2021 FDA Science Forum
A Quantitative Evaluation of COVID-19 Epidemiological Models
- Authors:
- Center:
-
Contributing OfficeCenter for Biologics Evaluation and Research
Abstract
Background
COVID-19 pandemic has taken a significant human toll.
Purpose
Quantifying how accurate epidemiological models of COVID-19 forecast the number of future cases and deaths can help frame how to incorporate mathematical models to inform public health decisions.
Methodology
Here we analyze and score the predictive ability of publicly available COVID-19 epidemiological models on the COVID-19 Forecast Hub. Our score uses the posted forecast cumulative distributions to compute the log-likelihood for held-out COVID-19 positive cases and deaths.
Results
Scores are updated continuously as new data become available, and model performance is tracked over time. We use model scores to construct ensemble models based on past performance.
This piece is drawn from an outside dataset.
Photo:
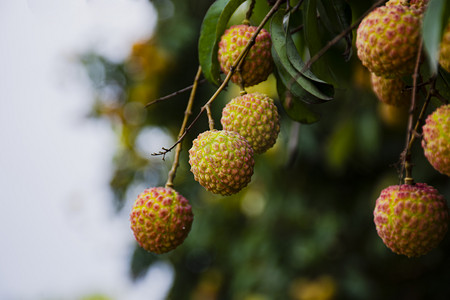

We found that different modeling strategies score comparably despite varying assumptions. When we look at the distribution of scores, we see that scores decrease for long-term forecasts substantially and models are in general much better (with higher score) at forecasting cumulative death counts than in forecasting weekly incidental case counts. We also noticed that the models failed to capture abrupt changes in the observed case counts, specifically first week of July 2020 and mid November 2020. We calculated the scores of the unweighted and score-weighted ensemble models at each target end date. Overall, we found that the score-weighted ensemble performed better than the unweighted ensemble model.
Conclusion
Our publicly available quantitative framework may aid in improving modeling frameworks and assist policy makers in selecting modeling paradigms to balance the delicate trade-offs between the economy and public health.